1

From the Editors

Too often we have witnessed the political reversal of men and women who began fully committed to liberty, equality, and fraternity and ended up as reactionaries. Max Shachtman, James Burnham, Sidney Hook, Irving Kristol, Wilhelm Reich…. We were saddened by their radical change. Benito Mussolini and Jacques Doriot were even more egregious examples. These are people who have besmirched what once were their core values. But there are people like our journal’s founders, Phyllis and Julie Jacobson, who, aging, remained true to the cause, true to their inner selves. The late Harvey Swados, a member of the Workers Party, wrote a novel (Standing Fast) about such people.
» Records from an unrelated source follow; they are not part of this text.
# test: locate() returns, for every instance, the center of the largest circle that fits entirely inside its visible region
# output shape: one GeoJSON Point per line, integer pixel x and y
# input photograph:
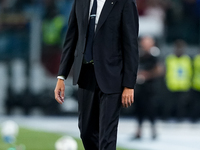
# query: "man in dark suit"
{"type": "Point", "coordinates": [101, 42]}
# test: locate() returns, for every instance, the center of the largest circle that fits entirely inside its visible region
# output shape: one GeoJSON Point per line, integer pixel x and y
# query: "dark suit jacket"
{"type": "Point", "coordinates": [115, 47]}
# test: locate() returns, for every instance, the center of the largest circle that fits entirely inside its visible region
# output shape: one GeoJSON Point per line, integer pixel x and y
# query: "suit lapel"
{"type": "Point", "coordinates": [86, 8]}
{"type": "Point", "coordinates": [105, 12]}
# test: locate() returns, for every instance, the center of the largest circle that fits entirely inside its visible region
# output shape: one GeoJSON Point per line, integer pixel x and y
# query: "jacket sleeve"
{"type": "Point", "coordinates": [130, 27]}
{"type": "Point", "coordinates": [67, 57]}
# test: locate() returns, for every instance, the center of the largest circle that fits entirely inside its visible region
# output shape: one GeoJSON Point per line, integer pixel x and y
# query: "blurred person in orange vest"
{"type": "Point", "coordinates": [195, 91]}
{"type": "Point", "coordinates": [52, 30]}
{"type": "Point", "coordinates": [148, 71]}
{"type": "Point", "coordinates": [178, 81]}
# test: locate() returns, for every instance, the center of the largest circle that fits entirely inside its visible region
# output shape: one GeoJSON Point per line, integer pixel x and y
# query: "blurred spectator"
{"type": "Point", "coordinates": [195, 92]}
{"type": "Point", "coordinates": [178, 80]}
{"type": "Point", "coordinates": [183, 21]}
{"type": "Point", "coordinates": [52, 30]}
{"type": "Point", "coordinates": [147, 73]}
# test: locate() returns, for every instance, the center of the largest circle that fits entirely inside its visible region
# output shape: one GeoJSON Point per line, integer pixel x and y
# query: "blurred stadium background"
{"type": "Point", "coordinates": [31, 37]}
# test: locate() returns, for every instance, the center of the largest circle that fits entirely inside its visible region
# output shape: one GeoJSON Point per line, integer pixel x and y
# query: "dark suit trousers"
{"type": "Point", "coordinates": [98, 113]}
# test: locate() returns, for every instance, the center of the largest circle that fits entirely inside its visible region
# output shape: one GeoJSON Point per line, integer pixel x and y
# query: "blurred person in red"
{"type": "Point", "coordinates": [195, 91]}
{"type": "Point", "coordinates": [178, 81]}
{"type": "Point", "coordinates": [148, 71]}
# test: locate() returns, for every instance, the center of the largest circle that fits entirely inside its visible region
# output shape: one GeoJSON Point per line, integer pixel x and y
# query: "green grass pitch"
{"type": "Point", "coordinates": [38, 140]}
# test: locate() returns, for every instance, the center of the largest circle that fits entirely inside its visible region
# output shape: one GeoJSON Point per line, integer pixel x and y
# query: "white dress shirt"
{"type": "Point", "coordinates": [100, 4]}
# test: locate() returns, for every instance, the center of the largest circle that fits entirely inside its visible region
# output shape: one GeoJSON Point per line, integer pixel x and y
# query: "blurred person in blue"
{"type": "Point", "coordinates": [145, 87]}
{"type": "Point", "coordinates": [195, 91]}
{"type": "Point", "coordinates": [178, 81]}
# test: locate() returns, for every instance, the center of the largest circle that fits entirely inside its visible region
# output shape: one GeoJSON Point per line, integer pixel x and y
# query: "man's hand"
{"type": "Point", "coordinates": [60, 91]}
{"type": "Point", "coordinates": [127, 97]}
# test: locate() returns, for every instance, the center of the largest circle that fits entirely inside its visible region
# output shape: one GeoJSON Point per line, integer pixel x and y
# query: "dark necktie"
{"type": "Point", "coordinates": [90, 33]}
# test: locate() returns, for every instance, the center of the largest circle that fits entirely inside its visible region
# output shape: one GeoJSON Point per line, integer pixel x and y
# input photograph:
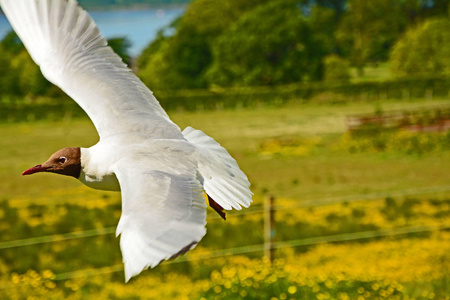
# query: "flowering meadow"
{"type": "Point", "coordinates": [356, 217]}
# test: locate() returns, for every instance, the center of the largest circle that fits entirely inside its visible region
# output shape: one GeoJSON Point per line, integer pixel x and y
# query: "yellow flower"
{"type": "Point", "coordinates": [292, 289]}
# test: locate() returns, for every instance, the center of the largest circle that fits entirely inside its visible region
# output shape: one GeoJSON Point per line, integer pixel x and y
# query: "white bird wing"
{"type": "Point", "coordinates": [163, 208]}
{"type": "Point", "coordinates": [223, 180]}
{"type": "Point", "coordinates": [66, 43]}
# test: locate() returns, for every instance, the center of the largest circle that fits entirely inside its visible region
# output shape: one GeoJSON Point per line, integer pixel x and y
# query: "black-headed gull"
{"type": "Point", "coordinates": [161, 171]}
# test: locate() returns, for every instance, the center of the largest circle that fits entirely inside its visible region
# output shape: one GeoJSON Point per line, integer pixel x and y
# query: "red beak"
{"type": "Point", "coordinates": [36, 169]}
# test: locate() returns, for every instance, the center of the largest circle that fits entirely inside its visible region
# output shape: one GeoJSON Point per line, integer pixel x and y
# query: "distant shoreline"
{"type": "Point", "coordinates": [129, 7]}
{"type": "Point", "coordinates": [135, 7]}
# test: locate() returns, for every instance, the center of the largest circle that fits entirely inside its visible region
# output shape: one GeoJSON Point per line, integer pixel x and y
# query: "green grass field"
{"type": "Point", "coordinates": [302, 155]}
      Michael Wreszin, who died in August, belongs in this company (for us, a pantheon). Michael, a long-time and regular contributor to NP who was working on a review for us just before his death, wrote only when it moved him. No surprise that the biographies he wrote were of radicals: Dwight Macdonald, Oswald Garrison Villard, and Albert Jay Nock. In New Politics (Winter 1997) Michael called attention to the extreme difficulties of radicals in a dark age, but he concluded, "Engaging in the struggle is what makes us human.

      In this issue we have tried to engage a wide variety of pressing issues (when in our lifetime have there not been pressing issues?) with special sections on the European crisis and on the backlash of racism here in the United States. We especially want to thank new Board member Adaner Usmani for organizing the special section on Europe.